So there you have it: Lot, eager to protect those two strangers, offers up his virgin daughters to the mob, so that they 'can do what they like with them'. For some unknown reason, Lot is so preoccupied with protecting the two men that he'd rather the mob gang-rape his daughters. This verse wouldn't be so bad if afterwards Lot's actions were condemned by the writer of that bible passage. Instead, his actions were lauded. Even God, according to the story, decides to reward Lot by saving his life and destroying that city. Several centuries later, another bible writer calls Lot "a righteous man" (Peter 2:7).
Though it may be hard for many to comprehend why such a story would appear in the bible, and why the "protagonist" of the story, Lot, is referred to as a righteous man, it really is not that difficult to understand. All we need to do is just realize that the bible was not inspired by a holy God, and therefore is not a holy book . Instead, it was written during patriarchal times by misogynistic men who placed little value on the lives of women.
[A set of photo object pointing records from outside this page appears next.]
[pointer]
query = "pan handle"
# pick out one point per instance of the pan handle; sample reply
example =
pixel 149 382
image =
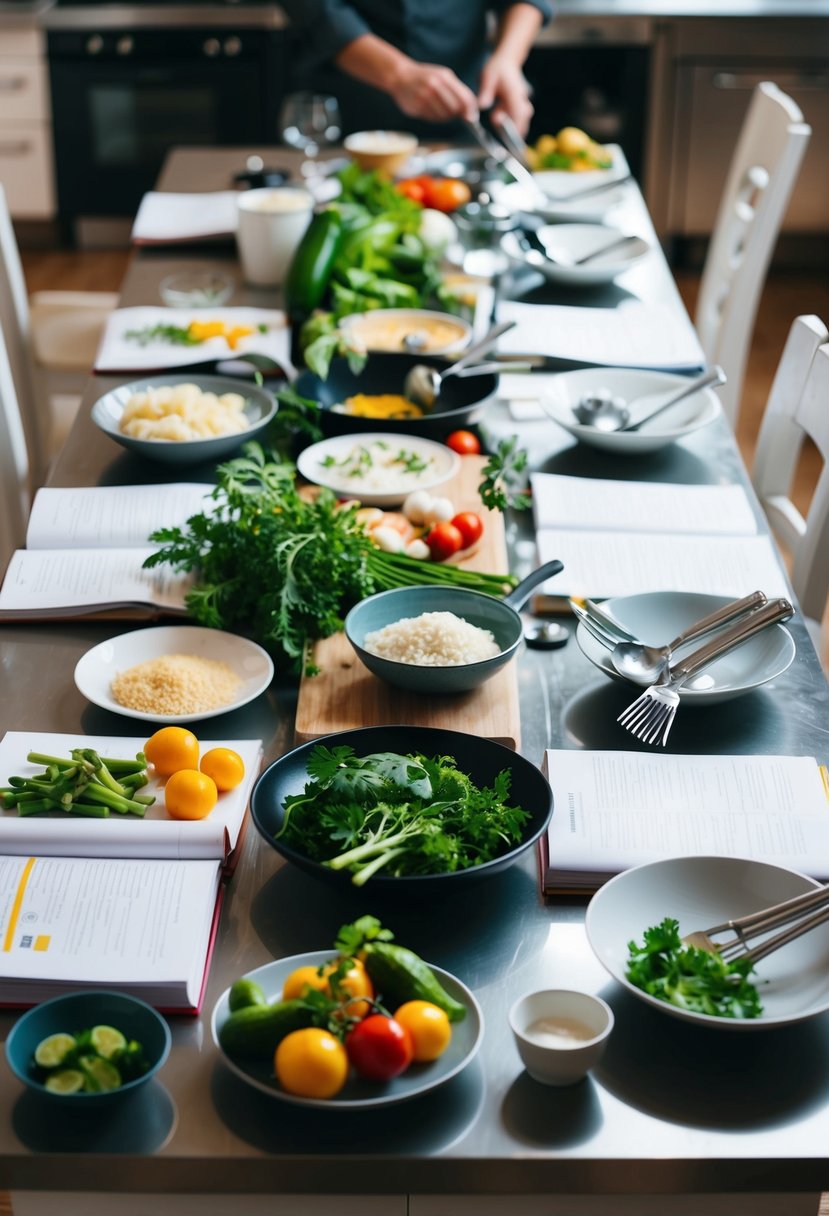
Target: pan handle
pixel 519 595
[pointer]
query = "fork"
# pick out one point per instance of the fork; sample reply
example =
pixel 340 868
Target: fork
pixel 650 716
pixel 806 911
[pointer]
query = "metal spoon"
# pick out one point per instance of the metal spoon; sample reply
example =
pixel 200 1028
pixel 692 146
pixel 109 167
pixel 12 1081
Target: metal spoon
pixel 650 664
pixel 422 383
pixel 608 412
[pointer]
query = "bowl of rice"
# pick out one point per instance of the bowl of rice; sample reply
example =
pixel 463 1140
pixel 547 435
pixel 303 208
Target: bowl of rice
pixel 186 418
pixel 436 639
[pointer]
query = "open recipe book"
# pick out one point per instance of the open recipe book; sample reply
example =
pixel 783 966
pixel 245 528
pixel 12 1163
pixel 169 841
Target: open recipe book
pixel 614 810
pixel 85 550
pixel 117 902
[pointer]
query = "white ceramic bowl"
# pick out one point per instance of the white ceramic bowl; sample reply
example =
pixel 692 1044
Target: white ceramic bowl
pixel 574 241
pixel 631 383
pixel 317 463
pixel 701 891
pixel 657 617
pixel 96 669
pixel 560 1034
pixel 260 406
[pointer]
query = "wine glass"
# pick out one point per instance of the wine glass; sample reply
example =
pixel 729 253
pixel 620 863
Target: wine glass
pixel 310 122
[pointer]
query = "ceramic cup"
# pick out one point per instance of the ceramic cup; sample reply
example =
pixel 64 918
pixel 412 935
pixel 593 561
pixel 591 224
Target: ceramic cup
pixel 271 224
pixel 560 1034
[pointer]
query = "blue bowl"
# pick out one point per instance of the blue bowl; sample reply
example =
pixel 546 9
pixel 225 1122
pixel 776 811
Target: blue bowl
pixel 82 1011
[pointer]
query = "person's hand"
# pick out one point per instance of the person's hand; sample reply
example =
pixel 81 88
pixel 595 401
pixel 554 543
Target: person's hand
pixel 428 90
pixel 503 85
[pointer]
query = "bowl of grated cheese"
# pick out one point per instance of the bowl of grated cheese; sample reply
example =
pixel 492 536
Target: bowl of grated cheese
pixel 186 418
pixel 174 674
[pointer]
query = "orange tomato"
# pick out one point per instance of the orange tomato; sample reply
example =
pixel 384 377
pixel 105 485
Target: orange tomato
pixel 190 794
pixel 225 766
pixel 171 748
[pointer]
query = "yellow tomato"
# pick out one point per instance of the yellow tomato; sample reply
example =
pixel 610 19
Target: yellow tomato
pixel 190 794
pixel 311 1063
pixel 225 766
pixel 171 748
pixel 429 1028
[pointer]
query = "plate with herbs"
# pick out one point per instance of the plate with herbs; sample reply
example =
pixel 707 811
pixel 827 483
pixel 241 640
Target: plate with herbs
pixel 401 809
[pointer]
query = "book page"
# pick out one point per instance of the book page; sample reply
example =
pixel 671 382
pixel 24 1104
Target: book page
pixel 602 564
pixel 120 836
pixel 614 810
pixel 112 516
pixel 41 580
pixel 105 922
pixel 631 335
pixel 639 506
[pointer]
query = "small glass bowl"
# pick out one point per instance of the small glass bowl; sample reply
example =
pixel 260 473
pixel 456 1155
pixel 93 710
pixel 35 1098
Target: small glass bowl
pixel 197 288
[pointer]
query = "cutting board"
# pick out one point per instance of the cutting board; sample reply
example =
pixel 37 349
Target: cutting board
pixel 347 696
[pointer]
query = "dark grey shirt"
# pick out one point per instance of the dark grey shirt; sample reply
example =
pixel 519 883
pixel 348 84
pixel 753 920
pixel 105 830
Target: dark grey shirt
pixel 447 32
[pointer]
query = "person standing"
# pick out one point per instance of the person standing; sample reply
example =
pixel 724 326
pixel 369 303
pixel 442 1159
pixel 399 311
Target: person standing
pixel 418 65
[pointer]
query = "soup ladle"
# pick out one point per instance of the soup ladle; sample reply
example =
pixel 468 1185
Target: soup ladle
pixel 608 412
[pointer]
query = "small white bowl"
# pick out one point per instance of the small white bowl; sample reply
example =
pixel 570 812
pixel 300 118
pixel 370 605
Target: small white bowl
pixel 573 1041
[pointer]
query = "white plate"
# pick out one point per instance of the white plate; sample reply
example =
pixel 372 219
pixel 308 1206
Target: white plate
pixel 700 891
pixel 96 670
pixel 357 1093
pixel 687 416
pixel 658 617
pixel 443 463
pixel 577 241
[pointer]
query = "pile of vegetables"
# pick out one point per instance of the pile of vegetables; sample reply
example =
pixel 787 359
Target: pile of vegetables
pixel 333 1019
pixel 398 814
pixel 285 568
pixel 691 978
pixel 371 248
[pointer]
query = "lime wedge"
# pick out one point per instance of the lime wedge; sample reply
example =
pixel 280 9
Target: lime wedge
pixel 107 1041
pixel 52 1051
pixel 68 1080
pixel 99 1074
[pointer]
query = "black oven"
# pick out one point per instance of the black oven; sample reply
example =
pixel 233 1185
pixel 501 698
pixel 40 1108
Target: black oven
pixel 123 97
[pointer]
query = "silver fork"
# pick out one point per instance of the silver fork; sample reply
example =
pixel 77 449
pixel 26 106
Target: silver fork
pixel 650 716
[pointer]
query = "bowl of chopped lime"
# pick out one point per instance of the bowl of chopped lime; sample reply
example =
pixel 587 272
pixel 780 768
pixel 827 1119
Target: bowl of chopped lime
pixel 88 1048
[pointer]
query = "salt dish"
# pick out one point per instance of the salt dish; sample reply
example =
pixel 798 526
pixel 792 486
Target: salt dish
pixel 560 1034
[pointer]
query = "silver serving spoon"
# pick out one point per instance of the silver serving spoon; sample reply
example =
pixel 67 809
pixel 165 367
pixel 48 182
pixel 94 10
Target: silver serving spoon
pixel 422 383
pixel 650 664
pixel 608 412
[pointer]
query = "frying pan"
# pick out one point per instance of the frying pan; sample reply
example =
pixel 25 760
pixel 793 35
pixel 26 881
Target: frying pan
pixel 460 404
pixel 481 759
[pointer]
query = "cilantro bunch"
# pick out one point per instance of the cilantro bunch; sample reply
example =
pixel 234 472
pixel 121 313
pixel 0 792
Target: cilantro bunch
pixel 691 978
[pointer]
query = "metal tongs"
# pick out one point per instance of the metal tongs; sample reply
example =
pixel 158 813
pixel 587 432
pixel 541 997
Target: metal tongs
pixel 806 911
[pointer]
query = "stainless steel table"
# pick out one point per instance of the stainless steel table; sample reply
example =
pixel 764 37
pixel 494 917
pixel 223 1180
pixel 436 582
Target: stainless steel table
pixel 674 1116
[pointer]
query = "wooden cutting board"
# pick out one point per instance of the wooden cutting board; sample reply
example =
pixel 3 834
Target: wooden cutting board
pixel 347 696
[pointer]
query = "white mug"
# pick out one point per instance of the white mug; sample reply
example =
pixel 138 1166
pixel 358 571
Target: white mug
pixel 271 223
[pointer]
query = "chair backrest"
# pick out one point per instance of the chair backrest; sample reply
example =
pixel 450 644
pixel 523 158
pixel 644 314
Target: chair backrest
pixel 16 328
pixel 760 180
pixel 13 465
pixel 799 406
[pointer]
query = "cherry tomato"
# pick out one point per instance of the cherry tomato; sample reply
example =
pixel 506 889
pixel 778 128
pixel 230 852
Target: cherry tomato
pixel 444 540
pixel 464 443
pixel 447 193
pixel 379 1047
pixel 471 527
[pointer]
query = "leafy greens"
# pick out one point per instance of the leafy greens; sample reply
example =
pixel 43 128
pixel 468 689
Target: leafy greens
pixel 398 814
pixel 691 978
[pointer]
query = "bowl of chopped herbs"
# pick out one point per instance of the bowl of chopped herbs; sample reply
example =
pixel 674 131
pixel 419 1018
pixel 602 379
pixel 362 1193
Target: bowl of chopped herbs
pixel 638 922
pixel 401 809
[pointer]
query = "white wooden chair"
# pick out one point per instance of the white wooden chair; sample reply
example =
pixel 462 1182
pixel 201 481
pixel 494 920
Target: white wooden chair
pixel 760 180
pixel 799 407
pixel 51 342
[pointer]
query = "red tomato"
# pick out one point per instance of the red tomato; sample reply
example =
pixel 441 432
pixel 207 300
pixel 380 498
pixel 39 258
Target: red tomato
pixel 471 527
pixel 379 1047
pixel 443 541
pixel 464 443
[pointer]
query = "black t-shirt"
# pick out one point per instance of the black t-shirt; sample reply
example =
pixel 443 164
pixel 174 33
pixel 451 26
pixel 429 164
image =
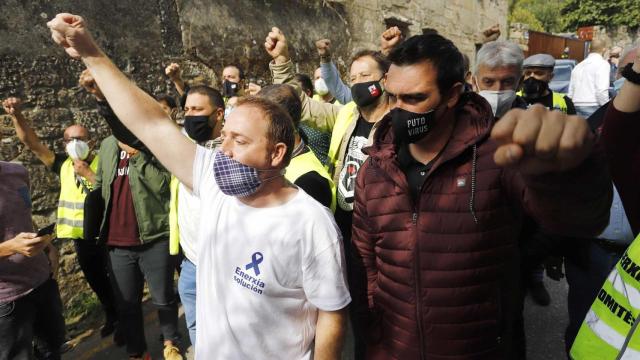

I have spoken to many people who say they are Christians, and most of them had no idea that the bible speaks highly of a man who encouraged a mob to rape his daughters. And its no wonder that they don't know, since most preachers always seem to skip this part of the bible when reading it from their pulpits. And its all for the better that they skip it. In fact, its all for the better that we also skip this bible story. Come to think of it, it would be better for everyone if we all skipped reading the bible entirely.